October 27, 2013, by Stephen Mumford

Ambition

The careers service at my university has this week been encouraging us to think about the theme of ambition. I take it the hope is for our students to think about their careers after graduation but it prompted me instead to consider ambition more in the abstract and concerning artistic endeavours.

In a series of tweets I talked about how brave an artist must be to have the highest ambitions. There seems always the risk of making a fool of oneself. It is easier to succeed if one aims to be mediocre. And the most risk-free strategy is not to try at all. Sometimes when I write (including this blog) I try to add something special knowing that a reader could think me conceited and pretentious for doing so. I’ve always admired high ambition in others, though, even when it leads to failure.

Here are some examples. One simply has to admire Antoni Gaudí’s design of the Sagrada Família, which he began working on in 1883. Critics might say Gaudí was over-ambitious. Not only did the church in Barcelona remain unfinished at the time of Gaudí’s death in 1926, the current projected date for completion is a hundred years after that. I suspect, though, that it will always be thought of as one of the greatest human creations for its intricacy, symbolism and scale. How can anyone think Gaudí’s vision foolish? And what kind of criticism is it to call something over-ambitious? Although the project exceeded the architect’s mortality, no one now doubts that it is a project worth completing.

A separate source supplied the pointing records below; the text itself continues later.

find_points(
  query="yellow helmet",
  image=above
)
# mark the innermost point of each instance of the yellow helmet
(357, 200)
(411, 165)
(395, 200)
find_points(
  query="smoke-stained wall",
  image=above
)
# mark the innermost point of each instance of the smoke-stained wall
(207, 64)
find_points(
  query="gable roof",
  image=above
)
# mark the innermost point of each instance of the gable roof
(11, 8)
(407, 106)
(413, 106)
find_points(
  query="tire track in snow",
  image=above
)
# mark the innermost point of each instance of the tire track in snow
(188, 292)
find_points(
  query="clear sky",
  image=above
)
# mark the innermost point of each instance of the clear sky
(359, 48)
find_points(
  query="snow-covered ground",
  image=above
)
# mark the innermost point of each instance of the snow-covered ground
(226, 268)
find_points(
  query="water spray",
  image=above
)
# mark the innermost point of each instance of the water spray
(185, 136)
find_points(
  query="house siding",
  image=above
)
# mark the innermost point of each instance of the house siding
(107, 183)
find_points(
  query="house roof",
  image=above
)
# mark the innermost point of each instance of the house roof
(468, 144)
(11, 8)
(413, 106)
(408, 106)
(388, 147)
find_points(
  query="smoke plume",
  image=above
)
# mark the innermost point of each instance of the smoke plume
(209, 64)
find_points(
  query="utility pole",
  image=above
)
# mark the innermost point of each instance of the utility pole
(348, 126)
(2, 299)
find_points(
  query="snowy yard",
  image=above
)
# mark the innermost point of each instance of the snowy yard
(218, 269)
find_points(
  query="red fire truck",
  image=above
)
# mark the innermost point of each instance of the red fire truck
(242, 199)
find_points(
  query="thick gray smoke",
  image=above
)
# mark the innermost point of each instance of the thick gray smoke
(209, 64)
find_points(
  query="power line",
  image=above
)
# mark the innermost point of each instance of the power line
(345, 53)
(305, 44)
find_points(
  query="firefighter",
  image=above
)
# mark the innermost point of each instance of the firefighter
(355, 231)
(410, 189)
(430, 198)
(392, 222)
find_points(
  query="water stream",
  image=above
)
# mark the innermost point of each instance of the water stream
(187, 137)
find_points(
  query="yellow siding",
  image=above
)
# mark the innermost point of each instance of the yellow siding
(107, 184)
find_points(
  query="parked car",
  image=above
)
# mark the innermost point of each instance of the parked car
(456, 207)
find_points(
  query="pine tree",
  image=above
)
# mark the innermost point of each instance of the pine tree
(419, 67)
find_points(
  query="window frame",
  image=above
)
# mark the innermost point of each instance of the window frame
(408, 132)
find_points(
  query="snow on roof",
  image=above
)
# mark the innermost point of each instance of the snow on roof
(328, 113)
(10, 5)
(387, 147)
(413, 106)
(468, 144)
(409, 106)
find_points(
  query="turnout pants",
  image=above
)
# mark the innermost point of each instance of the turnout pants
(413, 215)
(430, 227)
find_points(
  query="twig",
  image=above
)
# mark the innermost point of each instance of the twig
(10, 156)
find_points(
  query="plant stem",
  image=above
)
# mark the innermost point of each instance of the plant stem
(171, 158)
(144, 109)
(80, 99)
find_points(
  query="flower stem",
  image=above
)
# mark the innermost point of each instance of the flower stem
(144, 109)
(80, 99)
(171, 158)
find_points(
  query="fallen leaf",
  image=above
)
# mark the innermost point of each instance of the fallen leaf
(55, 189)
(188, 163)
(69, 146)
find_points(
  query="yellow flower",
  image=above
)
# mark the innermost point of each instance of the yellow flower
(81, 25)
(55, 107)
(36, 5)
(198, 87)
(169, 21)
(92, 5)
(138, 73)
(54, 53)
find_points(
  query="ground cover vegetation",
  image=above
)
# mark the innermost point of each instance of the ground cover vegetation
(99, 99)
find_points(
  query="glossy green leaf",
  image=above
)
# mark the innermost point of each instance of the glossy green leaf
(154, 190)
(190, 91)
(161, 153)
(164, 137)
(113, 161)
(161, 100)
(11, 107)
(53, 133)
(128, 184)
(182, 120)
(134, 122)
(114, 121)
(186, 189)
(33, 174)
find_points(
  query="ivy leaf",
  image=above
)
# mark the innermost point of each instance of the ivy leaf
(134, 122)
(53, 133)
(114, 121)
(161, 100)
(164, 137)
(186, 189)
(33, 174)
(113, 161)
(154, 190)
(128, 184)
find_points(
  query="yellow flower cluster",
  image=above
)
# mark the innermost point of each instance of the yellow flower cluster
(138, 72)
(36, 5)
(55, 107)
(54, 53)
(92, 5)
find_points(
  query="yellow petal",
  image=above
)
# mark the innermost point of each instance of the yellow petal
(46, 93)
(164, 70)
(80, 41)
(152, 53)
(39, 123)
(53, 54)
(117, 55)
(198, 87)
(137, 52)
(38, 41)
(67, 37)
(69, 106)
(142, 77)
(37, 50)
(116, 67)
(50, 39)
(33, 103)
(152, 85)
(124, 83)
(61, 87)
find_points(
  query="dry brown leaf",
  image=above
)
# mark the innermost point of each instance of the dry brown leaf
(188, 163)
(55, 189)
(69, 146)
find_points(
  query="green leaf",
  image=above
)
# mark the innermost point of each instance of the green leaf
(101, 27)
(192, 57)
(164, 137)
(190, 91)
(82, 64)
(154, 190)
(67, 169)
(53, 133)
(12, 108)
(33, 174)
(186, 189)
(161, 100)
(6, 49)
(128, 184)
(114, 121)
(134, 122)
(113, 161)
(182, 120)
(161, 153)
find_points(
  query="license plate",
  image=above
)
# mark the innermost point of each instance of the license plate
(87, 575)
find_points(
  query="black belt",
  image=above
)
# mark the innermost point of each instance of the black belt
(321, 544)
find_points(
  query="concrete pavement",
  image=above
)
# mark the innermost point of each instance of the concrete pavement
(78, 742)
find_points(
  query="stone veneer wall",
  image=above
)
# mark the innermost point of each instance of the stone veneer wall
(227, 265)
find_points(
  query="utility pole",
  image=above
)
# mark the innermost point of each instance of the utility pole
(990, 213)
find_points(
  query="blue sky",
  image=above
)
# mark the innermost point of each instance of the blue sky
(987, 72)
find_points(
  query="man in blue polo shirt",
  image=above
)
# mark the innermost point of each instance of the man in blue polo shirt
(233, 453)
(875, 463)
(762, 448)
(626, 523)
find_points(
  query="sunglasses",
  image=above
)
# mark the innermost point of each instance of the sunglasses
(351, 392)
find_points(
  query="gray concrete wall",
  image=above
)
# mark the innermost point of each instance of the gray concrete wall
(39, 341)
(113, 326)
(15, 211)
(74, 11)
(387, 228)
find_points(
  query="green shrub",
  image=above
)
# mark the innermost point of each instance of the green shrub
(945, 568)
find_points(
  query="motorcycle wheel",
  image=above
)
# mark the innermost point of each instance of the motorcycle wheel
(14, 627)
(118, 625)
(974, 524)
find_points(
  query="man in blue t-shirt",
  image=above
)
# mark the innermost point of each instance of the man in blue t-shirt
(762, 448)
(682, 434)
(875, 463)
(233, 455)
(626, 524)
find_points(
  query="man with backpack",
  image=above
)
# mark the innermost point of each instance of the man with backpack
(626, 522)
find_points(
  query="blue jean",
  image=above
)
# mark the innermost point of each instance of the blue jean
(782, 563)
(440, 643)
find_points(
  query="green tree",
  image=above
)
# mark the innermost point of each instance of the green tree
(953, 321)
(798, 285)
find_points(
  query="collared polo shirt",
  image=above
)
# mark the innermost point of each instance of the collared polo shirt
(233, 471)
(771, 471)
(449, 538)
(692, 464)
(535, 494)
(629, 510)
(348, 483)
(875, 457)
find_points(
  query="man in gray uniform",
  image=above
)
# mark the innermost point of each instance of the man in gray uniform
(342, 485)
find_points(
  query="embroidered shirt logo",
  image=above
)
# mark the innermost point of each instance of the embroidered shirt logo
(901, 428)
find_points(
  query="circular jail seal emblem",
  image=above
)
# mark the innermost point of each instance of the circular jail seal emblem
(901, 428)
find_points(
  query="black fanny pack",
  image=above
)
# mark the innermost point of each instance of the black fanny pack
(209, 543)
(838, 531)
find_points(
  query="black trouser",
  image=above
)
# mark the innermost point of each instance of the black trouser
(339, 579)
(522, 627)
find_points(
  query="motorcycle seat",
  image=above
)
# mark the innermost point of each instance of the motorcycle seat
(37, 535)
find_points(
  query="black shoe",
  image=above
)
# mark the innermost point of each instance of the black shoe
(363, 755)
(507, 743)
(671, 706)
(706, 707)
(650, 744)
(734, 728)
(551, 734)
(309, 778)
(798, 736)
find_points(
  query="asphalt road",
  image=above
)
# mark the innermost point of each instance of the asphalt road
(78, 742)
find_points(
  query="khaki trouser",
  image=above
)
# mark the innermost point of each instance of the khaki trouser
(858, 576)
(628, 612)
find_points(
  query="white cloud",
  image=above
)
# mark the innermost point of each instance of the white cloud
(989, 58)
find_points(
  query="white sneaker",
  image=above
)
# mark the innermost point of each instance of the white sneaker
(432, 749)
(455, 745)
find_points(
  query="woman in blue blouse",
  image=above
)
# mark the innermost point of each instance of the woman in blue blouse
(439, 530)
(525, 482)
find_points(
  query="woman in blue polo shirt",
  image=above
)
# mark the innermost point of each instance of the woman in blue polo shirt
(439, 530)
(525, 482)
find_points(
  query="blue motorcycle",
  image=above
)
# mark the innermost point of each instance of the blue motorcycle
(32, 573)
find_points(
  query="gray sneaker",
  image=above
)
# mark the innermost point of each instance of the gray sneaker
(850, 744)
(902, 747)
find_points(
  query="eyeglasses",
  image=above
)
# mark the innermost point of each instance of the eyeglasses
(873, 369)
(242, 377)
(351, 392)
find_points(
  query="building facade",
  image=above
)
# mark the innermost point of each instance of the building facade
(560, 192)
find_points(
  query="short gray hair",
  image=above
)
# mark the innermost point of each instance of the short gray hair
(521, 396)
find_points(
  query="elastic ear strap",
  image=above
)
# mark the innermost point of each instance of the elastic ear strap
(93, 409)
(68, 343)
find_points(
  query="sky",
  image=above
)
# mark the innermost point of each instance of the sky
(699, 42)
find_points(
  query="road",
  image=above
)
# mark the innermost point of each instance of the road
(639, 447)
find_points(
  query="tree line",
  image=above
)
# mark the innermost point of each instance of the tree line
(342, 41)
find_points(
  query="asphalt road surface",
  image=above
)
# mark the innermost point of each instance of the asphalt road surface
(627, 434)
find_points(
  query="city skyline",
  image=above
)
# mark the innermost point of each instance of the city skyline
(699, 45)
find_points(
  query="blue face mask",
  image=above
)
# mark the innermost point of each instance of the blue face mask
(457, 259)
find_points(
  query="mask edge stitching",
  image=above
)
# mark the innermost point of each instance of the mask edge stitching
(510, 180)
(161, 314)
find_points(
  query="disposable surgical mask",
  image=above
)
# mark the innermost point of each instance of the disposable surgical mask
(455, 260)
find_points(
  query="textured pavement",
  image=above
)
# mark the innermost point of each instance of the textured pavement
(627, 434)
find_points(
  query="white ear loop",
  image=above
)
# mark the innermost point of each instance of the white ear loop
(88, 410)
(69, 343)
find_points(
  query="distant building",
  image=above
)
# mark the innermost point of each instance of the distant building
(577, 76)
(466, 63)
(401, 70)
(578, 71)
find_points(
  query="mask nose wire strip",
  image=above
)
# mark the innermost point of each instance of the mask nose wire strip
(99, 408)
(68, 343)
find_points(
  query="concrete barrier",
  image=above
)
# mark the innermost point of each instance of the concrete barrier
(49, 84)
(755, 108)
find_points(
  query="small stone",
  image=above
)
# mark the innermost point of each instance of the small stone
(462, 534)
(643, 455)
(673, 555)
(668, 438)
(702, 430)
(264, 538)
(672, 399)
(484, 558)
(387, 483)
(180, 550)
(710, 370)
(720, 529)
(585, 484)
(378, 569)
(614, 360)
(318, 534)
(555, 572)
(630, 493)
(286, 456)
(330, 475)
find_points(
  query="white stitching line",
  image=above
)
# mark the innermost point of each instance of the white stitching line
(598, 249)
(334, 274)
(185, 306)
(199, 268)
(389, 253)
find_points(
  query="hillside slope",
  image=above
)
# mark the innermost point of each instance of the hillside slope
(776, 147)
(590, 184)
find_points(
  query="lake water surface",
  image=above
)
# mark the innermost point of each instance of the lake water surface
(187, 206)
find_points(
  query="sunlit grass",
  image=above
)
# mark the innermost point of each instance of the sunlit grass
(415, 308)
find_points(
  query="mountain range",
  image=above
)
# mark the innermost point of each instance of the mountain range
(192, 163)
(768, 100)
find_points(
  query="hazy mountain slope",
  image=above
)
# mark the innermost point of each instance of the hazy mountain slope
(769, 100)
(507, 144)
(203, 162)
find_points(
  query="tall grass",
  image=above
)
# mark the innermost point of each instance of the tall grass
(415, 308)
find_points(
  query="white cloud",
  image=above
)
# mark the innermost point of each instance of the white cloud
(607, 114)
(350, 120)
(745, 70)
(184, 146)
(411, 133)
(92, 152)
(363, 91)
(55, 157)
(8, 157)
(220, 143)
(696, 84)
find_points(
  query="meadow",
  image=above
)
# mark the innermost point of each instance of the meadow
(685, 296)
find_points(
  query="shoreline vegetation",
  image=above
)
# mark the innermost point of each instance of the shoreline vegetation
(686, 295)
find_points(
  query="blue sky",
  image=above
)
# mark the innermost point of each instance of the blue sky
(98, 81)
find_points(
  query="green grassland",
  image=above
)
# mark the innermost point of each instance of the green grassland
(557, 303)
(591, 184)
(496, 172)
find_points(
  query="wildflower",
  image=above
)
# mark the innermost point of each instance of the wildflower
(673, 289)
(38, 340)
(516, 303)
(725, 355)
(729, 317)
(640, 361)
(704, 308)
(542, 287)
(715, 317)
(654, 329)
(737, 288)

Another example of ambition is Bertrand Russell and Alfred North Whitehead’s three-volume Principia Mathematica: a work that took them ten years to write. The aim of the book was to demonstrate how mathematics was derivable from the basic principles of logic. Few people have read it and not many were ever likely to understand it. When completing it, Russell had a nightmare that at some future point a librarian might throw away the last remaining copy. Something almost as bad happened. Gödel’s incompleteness theorem showed that it couldn’t work. The logical system on which Russell and Whitehead tried to base mathematics could either be complete or consistent but not both. The work had certainly been ambitious but was it a mere folly? If so, they wouldn’t be the first thinkers to try out an idea that eventually came to be thought misconceived. And I still believe the work is of major significance in the history of thought.

Having discussed two cases of ambition gone slightly awry, perhaps I had better end on a more optimistic note with ambition that was an unqualified success. One has to admire the bravery of Alan Moore, author of Watchmen. Moore was a comic book writer, working in a medium that had possibly the lowest status of any of the arts. Watchmen changed that, however. Moore, with artist Dave Gibbons, created something very special indeed. I am sure that was his ambition. It’s hard to say he was trying the write the best comic book ever but that certainly seemed to be the result. He could easily have delivered something good – even above average – and the publishers and readers would have been happy. Instead, he wove an intricate and profound plot of political intrigue that deconstructed the whole superhero genre. He took a risk but it worked. Comics would never be the same again.

Often when I get papers rejected by journals, a criticism is that the work is over-ambitious. There might also be occasions where there are mistakes. But I would certainly prefer to try to create something outstanding and fail than be content with the run-of-the mill. Without ambition in the arts and sciences, and a fair share of failures, we would never make any significant advances.